— Если жалуется, значит, правда, — сказал Дащенко.
— Мне кажется, вы недолюбливаете Грека? — осторожно спросил Иван Иванович.
— Да чего там. Просто он… — Борис Ларионович на секунду замялся, подбирая слова: — Много берет на себя.
— А вы бы хотели, чтобы сваливал на других? Есть и такие. Только и знают: «Надо согласовать». Грек — хозяин, у него свой взгляд на вещи.
— Есть государственный.
— Он согласует с ним.
Разговор угас, оставив многое недосказанным. И только позже, уже в машине, Ратушный сказал, но совсем иначе, уже как собственное твердое решение:
— Вам еще работать с ним. Побольше бы таких председателей. Правда, с ними хлопотно, но без них — серость, бескрылость и просто нужда. Крепкий он человек, честный коммунист. — А сам подумал: «Нашла коса на камень. Крутые оба». И, словно уловив (наверно-таки уловив) мысленное возражение Дащенко, добавил: — Я знаю, вы тоже не даете себе потачки. Себе и нельзя потакать. А человеческие характеры надо брать в расчет.
До Широкой Печи добрались лесной дорогой. Василя Федоровича нашли на ферме, оттуда на двух машинах поехали на территорию будущего комплекса. Там и вправду только желтели траншеи и краснели накрытые толем груды кирпича. Ходили между ними. Ратушный хмурился. Дащенко сурово молчал и всем видом говорил: «Так на чьей стороне правда?»
— Тут должна быть половина комплекса. А другая половина? — наконец спросил Дащенко.

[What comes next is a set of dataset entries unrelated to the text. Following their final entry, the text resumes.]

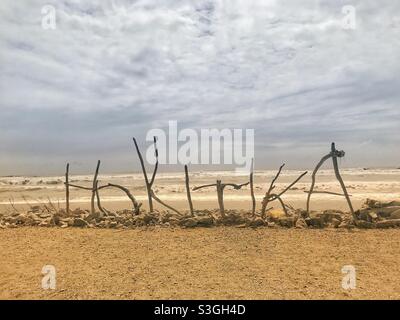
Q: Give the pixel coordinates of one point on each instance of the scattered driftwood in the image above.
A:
(269, 196)
(146, 179)
(220, 192)
(188, 191)
(334, 154)
(149, 184)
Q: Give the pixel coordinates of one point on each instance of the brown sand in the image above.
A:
(216, 263)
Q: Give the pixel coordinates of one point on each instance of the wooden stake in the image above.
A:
(320, 163)
(94, 190)
(146, 179)
(188, 191)
(220, 194)
(67, 188)
(253, 198)
(335, 153)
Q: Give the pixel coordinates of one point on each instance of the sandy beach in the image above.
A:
(379, 184)
(216, 263)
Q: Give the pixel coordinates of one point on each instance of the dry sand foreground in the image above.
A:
(215, 263)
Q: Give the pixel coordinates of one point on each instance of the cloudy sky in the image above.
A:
(115, 69)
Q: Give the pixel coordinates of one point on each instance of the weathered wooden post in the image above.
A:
(94, 189)
(220, 194)
(146, 179)
(67, 188)
(253, 198)
(334, 154)
(188, 190)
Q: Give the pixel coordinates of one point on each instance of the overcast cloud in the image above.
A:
(116, 69)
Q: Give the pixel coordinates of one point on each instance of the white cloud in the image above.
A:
(119, 68)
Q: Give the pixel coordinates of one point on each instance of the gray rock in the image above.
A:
(205, 221)
(315, 222)
(301, 223)
(256, 222)
(365, 224)
(395, 214)
(78, 222)
(328, 215)
(388, 223)
(287, 222)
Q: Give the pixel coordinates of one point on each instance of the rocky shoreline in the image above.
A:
(373, 214)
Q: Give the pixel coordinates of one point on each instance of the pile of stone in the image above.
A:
(378, 214)
(373, 214)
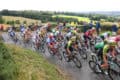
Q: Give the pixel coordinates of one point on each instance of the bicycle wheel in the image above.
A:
(77, 62)
(113, 75)
(83, 54)
(65, 56)
(94, 58)
(93, 66)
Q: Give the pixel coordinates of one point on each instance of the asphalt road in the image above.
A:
(83, 73)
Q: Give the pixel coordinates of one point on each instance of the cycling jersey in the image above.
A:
(99, 45)
(105, 49)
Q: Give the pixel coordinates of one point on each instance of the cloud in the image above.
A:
(61, 5)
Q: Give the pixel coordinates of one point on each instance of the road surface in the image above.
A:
(84, 73)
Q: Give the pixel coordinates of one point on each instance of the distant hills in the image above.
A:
(108, 13)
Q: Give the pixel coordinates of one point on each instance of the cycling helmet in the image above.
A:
(53, 30)
(73, 32)
(112, 43)
(73, 38)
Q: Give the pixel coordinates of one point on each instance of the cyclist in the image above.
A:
(109, 48)
(70, 46)
(88, 35)
(51, 41)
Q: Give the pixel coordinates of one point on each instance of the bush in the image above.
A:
(10, 22)
(24, 22)
(7, 65)
(106, 26)
(17, 22)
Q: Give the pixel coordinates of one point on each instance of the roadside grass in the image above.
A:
(32, 66)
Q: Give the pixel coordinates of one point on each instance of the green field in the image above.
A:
(23, 64)
(21, 19)
(76, 17)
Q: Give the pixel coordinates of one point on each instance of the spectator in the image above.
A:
(84, 27)
(114, 29)
(98, 27)
(90, 25)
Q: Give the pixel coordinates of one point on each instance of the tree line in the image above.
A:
(46, 16)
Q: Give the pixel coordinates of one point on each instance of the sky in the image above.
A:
(61, 5)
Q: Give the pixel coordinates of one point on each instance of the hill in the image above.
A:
(23, 64)
(21, 19)
(76, 17)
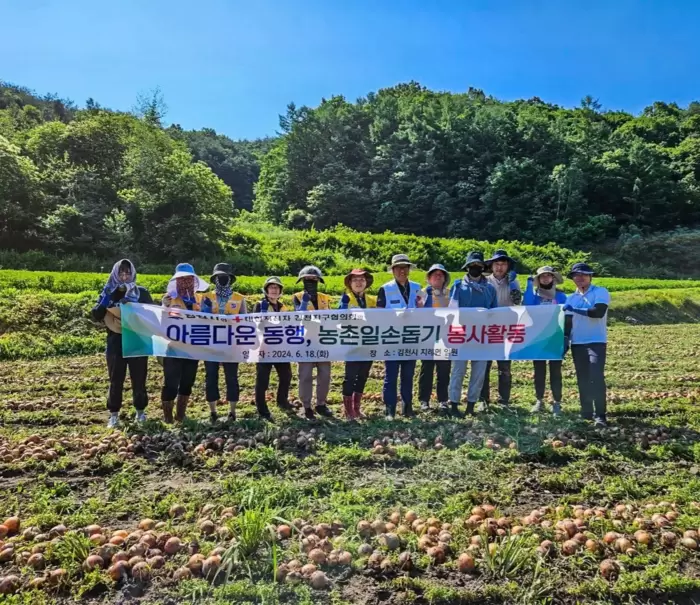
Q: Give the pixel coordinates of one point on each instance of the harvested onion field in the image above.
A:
(505, 508)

Грек поправил лист толя, прижал его кирпичом и только тогда ответил:
— Про ту половину даже разговор начинать рано. — Он посмотрел на обоих секретарей из-под кустистых бровей и объяснил раздумчиво, твердо, предупреждая все вопросы: — Вы помните, как когда-то «Дружба» стягивала телячьи хвосты, меняла ориентацию? Тогда мы тянули назад весь район. Сейчас, мне кажется, момент другой. Не для чего ломать старое, если оно еще может послужить, и торопиться не для чего. Не после пожара строимся. Вот эти полкомплекса… Закончим весенние работы и приступим к строительству. Потому что иначе откуда взять людей? Снимать с полевых работ? Наши же старые фермы могут еще простоять несколько лет. А потом начнем помаленьку их переоборудовать. Так мне кажется.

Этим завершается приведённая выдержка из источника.